News Corp and LinkedIn - What’s the deal?

Nov 28, 2007 – 08:46 by Ryan

There is a hot rumor going around that News Corp is working on a deal to acquire LinkedIn. We’re going to dig into this match :-)

Rumors and Theories

VentureBeat believes that News Corp is interested in LinkedIn to bolster the declining Wall Street Journal classifieds business. We think this might be a nice enhancement for WSJ but that other News Corp properties stand to gain more from the acquisition, namely MySpace. We think the WSJ integration will probably work its way around but imagine that MySpace will be the number one priority. We see the stagnant/declining MySpace traffic as a much larger leak in the dam.

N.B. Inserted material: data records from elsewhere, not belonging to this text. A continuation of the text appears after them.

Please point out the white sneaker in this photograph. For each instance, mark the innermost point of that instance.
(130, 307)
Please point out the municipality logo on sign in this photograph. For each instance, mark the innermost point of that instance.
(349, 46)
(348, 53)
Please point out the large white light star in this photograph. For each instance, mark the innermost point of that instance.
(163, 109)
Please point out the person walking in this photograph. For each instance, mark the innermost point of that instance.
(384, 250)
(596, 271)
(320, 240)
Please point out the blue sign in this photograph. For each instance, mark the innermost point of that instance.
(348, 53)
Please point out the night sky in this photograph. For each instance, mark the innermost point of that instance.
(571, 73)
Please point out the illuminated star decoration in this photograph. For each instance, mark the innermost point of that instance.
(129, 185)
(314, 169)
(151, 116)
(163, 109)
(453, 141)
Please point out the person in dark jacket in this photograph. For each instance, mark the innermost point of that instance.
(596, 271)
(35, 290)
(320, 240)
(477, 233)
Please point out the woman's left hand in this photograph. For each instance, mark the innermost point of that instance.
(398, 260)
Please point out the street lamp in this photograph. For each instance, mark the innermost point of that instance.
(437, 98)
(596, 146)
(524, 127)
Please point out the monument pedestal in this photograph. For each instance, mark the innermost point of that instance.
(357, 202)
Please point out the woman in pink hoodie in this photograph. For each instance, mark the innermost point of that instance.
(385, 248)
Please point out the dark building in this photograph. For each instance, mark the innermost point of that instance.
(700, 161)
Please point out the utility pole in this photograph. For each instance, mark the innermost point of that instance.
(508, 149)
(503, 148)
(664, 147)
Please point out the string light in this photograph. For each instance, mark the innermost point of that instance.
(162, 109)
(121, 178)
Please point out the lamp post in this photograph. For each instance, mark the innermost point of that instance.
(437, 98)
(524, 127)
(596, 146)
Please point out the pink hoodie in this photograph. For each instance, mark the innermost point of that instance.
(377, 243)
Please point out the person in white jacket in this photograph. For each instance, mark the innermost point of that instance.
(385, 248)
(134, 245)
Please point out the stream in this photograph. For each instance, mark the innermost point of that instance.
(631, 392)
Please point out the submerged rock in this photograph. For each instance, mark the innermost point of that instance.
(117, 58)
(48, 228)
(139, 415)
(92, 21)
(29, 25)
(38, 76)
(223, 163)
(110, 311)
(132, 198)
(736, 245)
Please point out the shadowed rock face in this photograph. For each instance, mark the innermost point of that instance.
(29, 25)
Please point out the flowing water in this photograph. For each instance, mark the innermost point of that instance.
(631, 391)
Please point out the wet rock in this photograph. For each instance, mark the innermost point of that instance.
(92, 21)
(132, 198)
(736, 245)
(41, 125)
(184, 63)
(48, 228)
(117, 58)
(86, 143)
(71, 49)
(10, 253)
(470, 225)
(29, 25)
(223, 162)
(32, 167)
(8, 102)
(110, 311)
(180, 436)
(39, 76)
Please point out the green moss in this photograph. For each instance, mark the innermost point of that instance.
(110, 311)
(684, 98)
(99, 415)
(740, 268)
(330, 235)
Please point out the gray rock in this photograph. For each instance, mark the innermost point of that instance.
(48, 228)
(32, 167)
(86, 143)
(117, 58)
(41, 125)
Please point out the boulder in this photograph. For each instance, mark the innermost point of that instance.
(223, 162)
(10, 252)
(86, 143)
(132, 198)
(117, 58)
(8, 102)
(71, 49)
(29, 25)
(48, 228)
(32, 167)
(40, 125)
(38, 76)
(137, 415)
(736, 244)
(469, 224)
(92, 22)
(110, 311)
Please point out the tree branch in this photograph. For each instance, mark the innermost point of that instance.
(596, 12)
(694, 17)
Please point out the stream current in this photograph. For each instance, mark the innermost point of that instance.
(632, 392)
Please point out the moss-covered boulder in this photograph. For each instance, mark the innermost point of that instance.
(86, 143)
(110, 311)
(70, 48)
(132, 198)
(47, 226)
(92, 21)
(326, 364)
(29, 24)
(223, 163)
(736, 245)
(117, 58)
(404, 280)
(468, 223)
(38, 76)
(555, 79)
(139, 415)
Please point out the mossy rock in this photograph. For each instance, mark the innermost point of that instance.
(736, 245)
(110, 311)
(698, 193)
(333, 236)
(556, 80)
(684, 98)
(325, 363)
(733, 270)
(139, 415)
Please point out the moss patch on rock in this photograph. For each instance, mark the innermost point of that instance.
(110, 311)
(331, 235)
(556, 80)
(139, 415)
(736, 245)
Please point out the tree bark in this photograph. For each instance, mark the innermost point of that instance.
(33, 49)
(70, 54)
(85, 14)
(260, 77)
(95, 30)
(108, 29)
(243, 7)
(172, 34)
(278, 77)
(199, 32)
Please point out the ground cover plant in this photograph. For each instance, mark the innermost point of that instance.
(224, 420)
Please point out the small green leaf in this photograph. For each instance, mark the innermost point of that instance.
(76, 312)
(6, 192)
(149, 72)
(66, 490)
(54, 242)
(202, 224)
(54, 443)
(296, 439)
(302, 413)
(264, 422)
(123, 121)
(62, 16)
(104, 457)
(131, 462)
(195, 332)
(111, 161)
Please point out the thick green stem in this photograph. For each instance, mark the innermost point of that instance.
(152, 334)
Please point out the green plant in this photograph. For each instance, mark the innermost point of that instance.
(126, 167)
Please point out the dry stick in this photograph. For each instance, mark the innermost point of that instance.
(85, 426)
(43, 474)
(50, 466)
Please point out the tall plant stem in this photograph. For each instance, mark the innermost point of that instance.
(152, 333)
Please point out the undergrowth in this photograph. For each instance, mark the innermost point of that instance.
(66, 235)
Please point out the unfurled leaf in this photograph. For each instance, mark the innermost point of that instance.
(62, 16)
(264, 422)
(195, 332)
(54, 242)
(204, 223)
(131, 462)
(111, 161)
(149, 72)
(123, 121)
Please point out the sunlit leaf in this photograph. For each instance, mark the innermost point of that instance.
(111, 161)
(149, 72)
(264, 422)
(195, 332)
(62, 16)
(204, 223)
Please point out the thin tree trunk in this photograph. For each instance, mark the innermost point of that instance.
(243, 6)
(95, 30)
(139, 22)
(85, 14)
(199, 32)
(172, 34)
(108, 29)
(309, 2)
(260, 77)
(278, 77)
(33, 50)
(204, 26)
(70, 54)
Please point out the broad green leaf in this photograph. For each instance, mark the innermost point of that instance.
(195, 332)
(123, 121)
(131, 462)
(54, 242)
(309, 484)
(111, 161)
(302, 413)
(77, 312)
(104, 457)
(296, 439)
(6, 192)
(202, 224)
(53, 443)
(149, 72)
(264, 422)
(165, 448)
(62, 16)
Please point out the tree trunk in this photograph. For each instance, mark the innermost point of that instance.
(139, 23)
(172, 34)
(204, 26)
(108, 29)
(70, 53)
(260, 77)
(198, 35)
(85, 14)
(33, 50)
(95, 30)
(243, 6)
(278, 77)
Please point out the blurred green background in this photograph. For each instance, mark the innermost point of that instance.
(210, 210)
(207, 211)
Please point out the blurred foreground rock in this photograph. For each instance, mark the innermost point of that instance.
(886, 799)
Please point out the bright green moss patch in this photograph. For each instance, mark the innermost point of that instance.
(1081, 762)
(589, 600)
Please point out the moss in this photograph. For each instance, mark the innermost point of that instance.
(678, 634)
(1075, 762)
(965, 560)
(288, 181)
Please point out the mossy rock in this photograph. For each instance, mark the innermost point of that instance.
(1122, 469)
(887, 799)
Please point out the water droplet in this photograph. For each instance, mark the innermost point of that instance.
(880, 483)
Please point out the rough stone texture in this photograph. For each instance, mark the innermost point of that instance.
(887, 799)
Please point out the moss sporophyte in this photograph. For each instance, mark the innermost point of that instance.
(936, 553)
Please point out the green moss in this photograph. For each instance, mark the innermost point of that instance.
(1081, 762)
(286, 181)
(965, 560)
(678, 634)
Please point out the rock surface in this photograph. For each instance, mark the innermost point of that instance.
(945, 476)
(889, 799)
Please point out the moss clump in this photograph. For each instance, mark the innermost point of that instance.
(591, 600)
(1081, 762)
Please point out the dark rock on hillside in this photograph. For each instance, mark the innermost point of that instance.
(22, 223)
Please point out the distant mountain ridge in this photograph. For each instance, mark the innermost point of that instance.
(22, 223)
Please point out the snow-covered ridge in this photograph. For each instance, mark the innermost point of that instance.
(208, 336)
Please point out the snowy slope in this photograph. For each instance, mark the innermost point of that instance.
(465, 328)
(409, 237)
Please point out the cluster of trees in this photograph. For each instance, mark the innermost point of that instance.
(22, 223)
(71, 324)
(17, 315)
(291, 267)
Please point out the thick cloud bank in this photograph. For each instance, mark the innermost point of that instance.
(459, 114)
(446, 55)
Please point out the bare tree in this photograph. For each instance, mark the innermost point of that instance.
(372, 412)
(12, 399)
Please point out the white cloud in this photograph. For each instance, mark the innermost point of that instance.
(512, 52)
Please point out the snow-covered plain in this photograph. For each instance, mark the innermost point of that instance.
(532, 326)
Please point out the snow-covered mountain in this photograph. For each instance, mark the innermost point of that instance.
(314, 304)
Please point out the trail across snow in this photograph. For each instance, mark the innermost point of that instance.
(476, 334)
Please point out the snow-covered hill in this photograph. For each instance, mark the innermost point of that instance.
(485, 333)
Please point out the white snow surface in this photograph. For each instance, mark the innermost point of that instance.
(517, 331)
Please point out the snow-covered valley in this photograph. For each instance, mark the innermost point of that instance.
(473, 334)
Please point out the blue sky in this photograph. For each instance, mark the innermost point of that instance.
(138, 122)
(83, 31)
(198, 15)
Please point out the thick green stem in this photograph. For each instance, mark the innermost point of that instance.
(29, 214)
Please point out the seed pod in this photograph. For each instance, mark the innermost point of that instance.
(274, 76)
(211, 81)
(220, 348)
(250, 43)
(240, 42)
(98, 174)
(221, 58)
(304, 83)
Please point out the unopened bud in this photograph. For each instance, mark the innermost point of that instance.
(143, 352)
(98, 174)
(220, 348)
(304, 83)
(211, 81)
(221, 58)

Read/WriteWeb believes that an acquisition by News Corp would increase the pressure on Facebook to join OpenSocial. If both MySpace and LinkedIn hadn’t already joined the OpenSocial network, we would give more credibility to this statement.

What is Murdoch thinking?

MySpace has announced that they will release a friend feed, privacy controls, application platform and an ad network. The beauty of these announcements is that they all came after Facebook already released products in these categories.

Outside of content distribution it appears as if the innovation canister has run dry at MySpace. We think Murdoch needs to clean house at MySpace and bring in people who can give the property a technology advantage. Perhaps this is the real reason behind the acquisition of LinkedIn.

LinkedIn’s Pipeline

LinkedIn must have something special in their product pipeline if they’re discussing a sale. LinkedIn has stated that they have been profitable since March of 2006 yet they took $12.8M in venture capital in January of 2007. What are they spending the money on? Take a look at our previous post that estimates Facebook’s platform costs.

If LinkedIn doesn’t have a stellar product in their pipeline they may be spooked by their drastic decline in traffic last month.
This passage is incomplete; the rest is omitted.